President Trump pushed his top economic and trade officials into high-speed talks this spring to secure agreements with major U.S. trading partners, after his decision in April to pause sweeping reciprocal tariffs announced on “Liberation Day” that had rattled global markets.

That pause triggered a coordinated effort led by senior figures in Washington to pressure foreign leaders into signing off on arrangements quickly, even if the final details were left for later.

By May, Stephen Miran, a senior economic adviser, traveled to France and Germany to warn officials that if they did not engage in serious talks with the U.S., their countries would face steep tariffs.

In June, he repeated the message to the European Commission in Brussels.
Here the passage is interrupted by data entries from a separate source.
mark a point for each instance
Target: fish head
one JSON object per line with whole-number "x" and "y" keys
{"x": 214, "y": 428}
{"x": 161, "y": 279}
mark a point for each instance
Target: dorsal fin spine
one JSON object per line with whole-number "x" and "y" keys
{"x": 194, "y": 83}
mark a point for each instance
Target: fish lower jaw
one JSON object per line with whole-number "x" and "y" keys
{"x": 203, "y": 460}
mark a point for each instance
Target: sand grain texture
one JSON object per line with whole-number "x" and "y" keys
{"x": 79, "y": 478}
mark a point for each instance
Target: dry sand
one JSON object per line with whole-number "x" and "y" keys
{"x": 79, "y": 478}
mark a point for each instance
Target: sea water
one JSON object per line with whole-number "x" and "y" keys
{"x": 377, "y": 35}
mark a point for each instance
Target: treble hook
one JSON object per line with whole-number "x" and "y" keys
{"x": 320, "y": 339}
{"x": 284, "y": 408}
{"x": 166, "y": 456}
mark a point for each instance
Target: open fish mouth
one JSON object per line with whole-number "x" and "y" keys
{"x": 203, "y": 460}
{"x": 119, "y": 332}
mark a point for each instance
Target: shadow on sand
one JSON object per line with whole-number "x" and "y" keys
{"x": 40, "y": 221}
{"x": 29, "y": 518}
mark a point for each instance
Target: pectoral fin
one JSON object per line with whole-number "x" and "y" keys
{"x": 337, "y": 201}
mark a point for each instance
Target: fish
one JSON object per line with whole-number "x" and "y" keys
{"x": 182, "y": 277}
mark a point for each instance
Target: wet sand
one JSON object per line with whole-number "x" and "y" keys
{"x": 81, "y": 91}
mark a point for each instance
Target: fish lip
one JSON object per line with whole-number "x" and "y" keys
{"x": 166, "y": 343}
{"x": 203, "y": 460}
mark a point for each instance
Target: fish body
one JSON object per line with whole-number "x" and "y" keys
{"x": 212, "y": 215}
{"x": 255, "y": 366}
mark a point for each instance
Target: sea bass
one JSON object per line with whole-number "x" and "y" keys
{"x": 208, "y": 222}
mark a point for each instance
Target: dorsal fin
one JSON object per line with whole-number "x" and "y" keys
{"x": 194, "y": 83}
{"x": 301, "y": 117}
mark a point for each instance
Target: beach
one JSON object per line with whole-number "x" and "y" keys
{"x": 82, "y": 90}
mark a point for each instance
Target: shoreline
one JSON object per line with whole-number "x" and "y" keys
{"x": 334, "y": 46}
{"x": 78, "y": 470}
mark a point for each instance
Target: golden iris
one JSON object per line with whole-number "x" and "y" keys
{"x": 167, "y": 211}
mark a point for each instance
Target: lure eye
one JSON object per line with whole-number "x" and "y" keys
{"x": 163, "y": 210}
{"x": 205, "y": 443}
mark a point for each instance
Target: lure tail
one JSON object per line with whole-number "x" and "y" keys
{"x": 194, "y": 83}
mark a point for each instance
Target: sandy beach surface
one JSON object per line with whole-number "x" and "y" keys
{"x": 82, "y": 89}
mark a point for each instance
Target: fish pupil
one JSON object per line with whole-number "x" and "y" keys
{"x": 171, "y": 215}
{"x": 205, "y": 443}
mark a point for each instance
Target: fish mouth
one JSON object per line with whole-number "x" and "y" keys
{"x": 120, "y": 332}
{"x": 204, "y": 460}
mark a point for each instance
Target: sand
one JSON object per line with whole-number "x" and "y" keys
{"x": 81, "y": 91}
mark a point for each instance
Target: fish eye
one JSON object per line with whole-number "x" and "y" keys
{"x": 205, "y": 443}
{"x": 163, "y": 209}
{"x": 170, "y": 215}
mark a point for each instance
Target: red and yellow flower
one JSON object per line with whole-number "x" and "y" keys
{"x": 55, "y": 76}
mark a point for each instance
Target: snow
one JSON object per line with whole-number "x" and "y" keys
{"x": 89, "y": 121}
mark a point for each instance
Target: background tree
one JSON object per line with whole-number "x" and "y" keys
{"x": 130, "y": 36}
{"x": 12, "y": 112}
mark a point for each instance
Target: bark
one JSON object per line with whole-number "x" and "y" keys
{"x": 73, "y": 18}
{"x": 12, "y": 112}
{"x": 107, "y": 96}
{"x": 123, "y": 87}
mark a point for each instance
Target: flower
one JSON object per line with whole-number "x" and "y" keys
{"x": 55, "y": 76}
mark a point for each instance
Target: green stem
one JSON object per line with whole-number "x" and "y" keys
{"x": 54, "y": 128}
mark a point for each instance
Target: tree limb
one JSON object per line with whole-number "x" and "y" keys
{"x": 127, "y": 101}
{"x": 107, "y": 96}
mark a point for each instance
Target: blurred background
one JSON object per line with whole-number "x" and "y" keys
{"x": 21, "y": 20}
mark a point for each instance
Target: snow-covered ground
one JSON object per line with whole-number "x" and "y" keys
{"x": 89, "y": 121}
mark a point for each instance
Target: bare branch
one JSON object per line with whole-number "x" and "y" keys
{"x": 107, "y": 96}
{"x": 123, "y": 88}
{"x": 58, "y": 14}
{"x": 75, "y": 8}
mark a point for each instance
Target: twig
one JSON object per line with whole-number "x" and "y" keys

The campaign, which has since produced a tariff truce with China and agreements with the EU, Japan, and South Korea, also saw the imposition of the highest overall U.S. tariffs since the Great Depression, with higher rates on nearly 100 countries taking effect on Thursday.

White House pursued fast-track agreements over lengthy trade deals

While Miran was delivering his threats in Europe, Treasury Secretary Scott Bessent, Commerce Secretary Howard Lutnick, and U.S. Trade Representative Jamieson Greer ran private negotiations.

Their focus was securing promises of major investment in the U.S. and tariffs aligned with Trump’s policy preferences. White House spokesman Kush Desai described the team as “delivering one historic trade deal after another” for American industries.

Trump’s approach with allies and rivals has been to push for broad, accelerated agreements instead of lengthy, legally binding trade deals.

Greer explained after talks with Chinese officials in Stockholm that “this is not like a free-trade agreement” with arbitration processes, but rather an emergency measure under the International Emergency Economic Powers Act, which Trump can change as needed.

Some of the announced deals still lack key details. In Southeast Asia, the administration has warned countries they will face doubled tariffs or more if their exports contain excessive Chinese content.

No threshold has been disclosed for what level of Chinese components would trigger the penalty. A senior official said the administration knows “what that rule of origin is going to be” but has not implemented it.

Retailers and governments in the Philippines, Vietnam, and Malaysia have not been briefed on the specifics. Elsewhere, agreements are still in progress. The U.S. and U.K. have not finalized terms for U.K. steel exports under their May pact.

U.S. and Japanese negotiators met this week to determine how automotive tariffs will be handled, while Tokyo’s promised $550 billion in infrastructure funding remains subject to Trump’s discretion.

Personal pressure on European leaders before key announcements

The administration faces an August 12 deadline, when tariffs on China will rise to as high as 85% if Trump does not extend the current truce.

In late July, ahead of a deal with European Commission President Ursula von der Leyen in Scotland, Lutnick personally called French President Emmanuel Macron, Italian Prime Minister Giorgia Meloni, and other EU leaders. Officials said he feared von der Leyen could not commit without their backing.

Macron resisted a broader agreement, but Lutnick warned that if France wanted Sanofi, its pharmaceutical giant, to stay in the country, it should not push back.

At the time, Trump was threatening more than 200% tariffs on non-U.S. pharmaceutical firms, a move that could have prompted Sanofi to relocate.

The final agreement imposed a 15% tariff on European pharmaceutical products, left U.S. goods tariff-free, and secured an EU commitment to buy $750 billion in American energy exports through 2028.

Just before Trump signed an order on July 31 setting a 39% tariff on Switzerland, Swiss President Karin Keller-Sutter called him to argue over the $38 billion U.S. trade deficit with her country. Trump later said she “didn’t want to listen” to his concerns. An aide to Greer told Keller-Sutter to present a strong plan to reduce the deficit.

Keller-Sutter flew to Washington but was unable to meet Bessent, Lutnick, or Greer. She instead met with Secretary of State Marco Rubio. A Swiss official said their proposal would cut the trade gap but declined to give details. No agreement has been reached.